The testing not only served no purpose for David, it was also a humiliating and alienating experience. The reality is that there were thousands of Davids today in schools across DC suffering in silence or acting out to cope with feelings of inadequacy. They just don’t fit in with the NCLB standardized testing equation. It is heartbreaking to witness.

* David is not the student's real name

3 comments:

lodesterre said...

Oh the looks on my student's faces as they were taking this test. So early in the year and so many already had such tense, distraught faces. Can't the teachers, we who work with these children, do our own assessments to discover where we need to help our students the most? The answer from above is quite clear on this.

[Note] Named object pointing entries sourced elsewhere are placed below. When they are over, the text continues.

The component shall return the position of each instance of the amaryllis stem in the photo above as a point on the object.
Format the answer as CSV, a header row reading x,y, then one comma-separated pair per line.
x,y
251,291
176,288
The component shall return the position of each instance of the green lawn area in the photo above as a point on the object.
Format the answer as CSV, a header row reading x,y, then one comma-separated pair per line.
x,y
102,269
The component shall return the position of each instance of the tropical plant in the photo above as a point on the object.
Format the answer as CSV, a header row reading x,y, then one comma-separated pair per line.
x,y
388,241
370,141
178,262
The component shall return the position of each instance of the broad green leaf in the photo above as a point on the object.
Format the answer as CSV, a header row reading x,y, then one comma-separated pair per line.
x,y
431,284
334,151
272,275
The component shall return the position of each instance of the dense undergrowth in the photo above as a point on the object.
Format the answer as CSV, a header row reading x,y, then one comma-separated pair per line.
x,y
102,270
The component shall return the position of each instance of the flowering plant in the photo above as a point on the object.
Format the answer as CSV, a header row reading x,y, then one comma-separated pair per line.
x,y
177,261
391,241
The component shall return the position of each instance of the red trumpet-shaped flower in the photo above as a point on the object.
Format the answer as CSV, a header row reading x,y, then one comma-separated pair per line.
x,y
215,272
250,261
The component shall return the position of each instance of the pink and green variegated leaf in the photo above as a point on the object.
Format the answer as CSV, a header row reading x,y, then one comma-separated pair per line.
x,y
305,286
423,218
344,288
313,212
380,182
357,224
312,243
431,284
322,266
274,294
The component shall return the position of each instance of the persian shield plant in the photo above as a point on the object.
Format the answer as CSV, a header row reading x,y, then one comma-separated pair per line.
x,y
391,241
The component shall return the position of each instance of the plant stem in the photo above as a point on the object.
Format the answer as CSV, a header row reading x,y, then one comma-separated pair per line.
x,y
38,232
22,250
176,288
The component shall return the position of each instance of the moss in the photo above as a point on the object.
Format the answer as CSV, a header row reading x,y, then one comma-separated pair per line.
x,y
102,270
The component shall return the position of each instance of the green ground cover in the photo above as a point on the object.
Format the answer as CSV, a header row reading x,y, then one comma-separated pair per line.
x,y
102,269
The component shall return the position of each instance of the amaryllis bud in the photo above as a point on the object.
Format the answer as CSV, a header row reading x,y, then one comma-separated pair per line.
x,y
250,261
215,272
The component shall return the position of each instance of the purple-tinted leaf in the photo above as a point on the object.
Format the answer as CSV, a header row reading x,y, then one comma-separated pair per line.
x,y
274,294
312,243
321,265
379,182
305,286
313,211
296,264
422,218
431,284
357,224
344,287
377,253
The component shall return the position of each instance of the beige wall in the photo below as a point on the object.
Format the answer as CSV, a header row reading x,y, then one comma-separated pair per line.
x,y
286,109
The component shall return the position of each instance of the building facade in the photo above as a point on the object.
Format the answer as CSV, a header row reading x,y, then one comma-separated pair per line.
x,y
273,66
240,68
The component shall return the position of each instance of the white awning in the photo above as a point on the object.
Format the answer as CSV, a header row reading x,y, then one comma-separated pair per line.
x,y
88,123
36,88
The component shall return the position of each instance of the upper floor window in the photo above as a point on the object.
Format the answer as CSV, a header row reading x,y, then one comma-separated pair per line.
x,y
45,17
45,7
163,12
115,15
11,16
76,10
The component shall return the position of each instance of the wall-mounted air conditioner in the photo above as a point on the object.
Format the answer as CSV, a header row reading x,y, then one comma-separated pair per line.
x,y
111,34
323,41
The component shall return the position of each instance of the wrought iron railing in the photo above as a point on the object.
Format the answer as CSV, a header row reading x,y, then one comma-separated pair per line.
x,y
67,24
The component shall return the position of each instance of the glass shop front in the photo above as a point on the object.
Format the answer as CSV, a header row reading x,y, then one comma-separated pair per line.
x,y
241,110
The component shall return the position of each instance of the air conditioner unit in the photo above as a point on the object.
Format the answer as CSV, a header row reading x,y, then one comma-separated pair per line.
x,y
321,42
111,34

Linda/RetiredTeacher said...

To me, what has been desribed by Ms.Sylvia is the emotional abuse of a disabled child. I wonder what would happen if some teacher challenged this sort of "testing" on a legal basis?

DCPSer said...

Linda
I have not heard of any teachers or the union challenging the DC CAS in court. While other states are challenging some of the provisions in NCLB, Rhee is celebrating them. I have not heard any criticism from Rhee about standardized testing. We should not rely on Rhee or even the Republican led OSSE to challenge it. Parents are the ones with the most vested interest including those of high performers. Maybe one of the parent advocacy groups can take the lead.